Notes from Berlin, October 2012
Stadtbad Mitte, Gartenstraße. Built in 1930. Survived the bomb raids of the second world war. Renovated in the 1990s. The roof and the walls are covered in squares of glass, and even on this grey day the light comes pouring in and the big room is warm and inviting.
This is the first time I’ve been in a 50-metre pool since I was a kid, when we used to spend long summer afternoons at the Coral Casino in Santa Barbara, practicing our dives and our cannonballs, making up games, peering through the sauna steam at the naked old ladies, their skin folding and drooping, fascinated and horrified by this glimpse of what we would, if we were lucky, someday ourselves become.

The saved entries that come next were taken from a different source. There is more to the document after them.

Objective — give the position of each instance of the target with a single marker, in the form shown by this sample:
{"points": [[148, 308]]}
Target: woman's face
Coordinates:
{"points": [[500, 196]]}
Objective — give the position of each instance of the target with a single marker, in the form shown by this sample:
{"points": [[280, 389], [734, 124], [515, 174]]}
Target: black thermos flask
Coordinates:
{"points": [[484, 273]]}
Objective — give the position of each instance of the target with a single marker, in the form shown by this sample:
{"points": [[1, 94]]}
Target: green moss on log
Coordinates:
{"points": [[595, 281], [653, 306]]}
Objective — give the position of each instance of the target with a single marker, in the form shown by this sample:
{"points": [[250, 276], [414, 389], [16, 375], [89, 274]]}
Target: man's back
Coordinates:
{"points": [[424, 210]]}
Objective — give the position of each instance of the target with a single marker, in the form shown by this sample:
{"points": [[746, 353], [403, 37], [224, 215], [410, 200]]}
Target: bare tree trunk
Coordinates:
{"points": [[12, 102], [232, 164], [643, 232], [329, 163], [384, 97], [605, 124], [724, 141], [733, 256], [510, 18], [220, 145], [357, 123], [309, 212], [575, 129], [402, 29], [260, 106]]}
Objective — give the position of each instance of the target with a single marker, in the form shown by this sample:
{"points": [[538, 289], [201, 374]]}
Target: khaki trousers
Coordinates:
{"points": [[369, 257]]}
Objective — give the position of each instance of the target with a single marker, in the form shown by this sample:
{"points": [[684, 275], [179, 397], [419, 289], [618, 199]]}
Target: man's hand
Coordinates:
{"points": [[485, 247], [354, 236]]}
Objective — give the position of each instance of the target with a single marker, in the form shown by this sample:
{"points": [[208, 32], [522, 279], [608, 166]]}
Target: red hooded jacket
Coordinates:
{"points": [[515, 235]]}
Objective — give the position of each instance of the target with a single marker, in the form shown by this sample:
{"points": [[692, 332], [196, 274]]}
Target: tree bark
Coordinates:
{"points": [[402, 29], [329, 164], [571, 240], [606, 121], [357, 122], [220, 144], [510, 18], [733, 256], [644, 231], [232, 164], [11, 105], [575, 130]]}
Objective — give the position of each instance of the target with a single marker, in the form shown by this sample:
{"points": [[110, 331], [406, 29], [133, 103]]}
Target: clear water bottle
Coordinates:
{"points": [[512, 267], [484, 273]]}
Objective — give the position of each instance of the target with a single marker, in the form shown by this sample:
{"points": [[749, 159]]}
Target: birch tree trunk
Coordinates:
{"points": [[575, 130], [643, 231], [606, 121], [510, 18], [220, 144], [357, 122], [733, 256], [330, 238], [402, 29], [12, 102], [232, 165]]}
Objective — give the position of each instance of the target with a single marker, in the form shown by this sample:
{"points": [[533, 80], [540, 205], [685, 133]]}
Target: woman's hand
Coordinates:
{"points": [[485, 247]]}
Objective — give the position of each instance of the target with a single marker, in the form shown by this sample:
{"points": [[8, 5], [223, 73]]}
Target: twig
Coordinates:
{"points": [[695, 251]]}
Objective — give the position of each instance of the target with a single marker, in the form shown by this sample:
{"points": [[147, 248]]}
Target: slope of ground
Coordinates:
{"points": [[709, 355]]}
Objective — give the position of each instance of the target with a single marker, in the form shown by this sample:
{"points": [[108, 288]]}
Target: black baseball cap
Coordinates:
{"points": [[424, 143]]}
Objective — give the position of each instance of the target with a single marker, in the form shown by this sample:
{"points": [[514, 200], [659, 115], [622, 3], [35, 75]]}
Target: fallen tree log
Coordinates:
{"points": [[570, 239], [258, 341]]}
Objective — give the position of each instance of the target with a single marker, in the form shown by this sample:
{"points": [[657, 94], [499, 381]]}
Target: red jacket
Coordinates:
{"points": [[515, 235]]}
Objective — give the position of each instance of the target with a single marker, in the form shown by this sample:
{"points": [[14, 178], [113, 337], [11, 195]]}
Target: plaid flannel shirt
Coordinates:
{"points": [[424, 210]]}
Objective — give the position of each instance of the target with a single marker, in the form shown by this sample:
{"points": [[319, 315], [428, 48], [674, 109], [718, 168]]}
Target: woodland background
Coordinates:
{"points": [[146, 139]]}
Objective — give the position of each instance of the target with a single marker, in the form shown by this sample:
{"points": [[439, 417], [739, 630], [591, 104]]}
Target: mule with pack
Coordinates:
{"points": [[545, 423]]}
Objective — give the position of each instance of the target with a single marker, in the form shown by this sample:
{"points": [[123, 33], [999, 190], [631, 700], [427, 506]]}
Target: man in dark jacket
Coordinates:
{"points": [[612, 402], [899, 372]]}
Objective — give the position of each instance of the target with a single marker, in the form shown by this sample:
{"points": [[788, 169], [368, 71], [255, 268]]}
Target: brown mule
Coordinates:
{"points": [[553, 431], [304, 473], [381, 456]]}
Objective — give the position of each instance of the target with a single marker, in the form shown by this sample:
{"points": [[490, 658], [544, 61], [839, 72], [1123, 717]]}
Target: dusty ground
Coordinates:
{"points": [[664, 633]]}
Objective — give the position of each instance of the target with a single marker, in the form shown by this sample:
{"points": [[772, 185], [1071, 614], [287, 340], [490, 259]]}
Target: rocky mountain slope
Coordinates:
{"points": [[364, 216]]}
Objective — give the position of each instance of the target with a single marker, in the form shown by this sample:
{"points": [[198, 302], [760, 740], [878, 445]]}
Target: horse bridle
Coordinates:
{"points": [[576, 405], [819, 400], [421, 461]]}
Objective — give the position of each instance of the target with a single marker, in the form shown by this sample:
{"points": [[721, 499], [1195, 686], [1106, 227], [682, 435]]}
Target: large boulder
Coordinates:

I enter at the deep end, standing on the ledge that runs around the perimeter of the pool. I press my goggles against my face. The seal is weak and soon I’ll need to replace them. I push off from the wall. For most of the length, it seems as if I’m not moving at all: then, suddenly, I’m approaching the other wall. The pool is shallow here, so shallow that my knuckles are practically grazing the floor, and I am moving, and I have no sense of time; it might have taken me seconds or years to go from there to here.
I think about the particular and universal language of the pool. It’s a relatively recently acquired language, for me, but I feel fluent here, even though the only German word I know is the one for thank you. Thank you, I keep saying to everyone, even when what I really want to say is, “sorry” or “excuse me” or “yes” or “no” – as if hoping to somehow convey a kind of gratitude for being allowed to bumble along.
Anyhow, once I am dried and clothed again and out on the street I am back to being a foreigner. We walk towards the S-Bahn station. The day had started out cold and wet but now, in the early evening, it has brightened, and the shadows are long on the grass.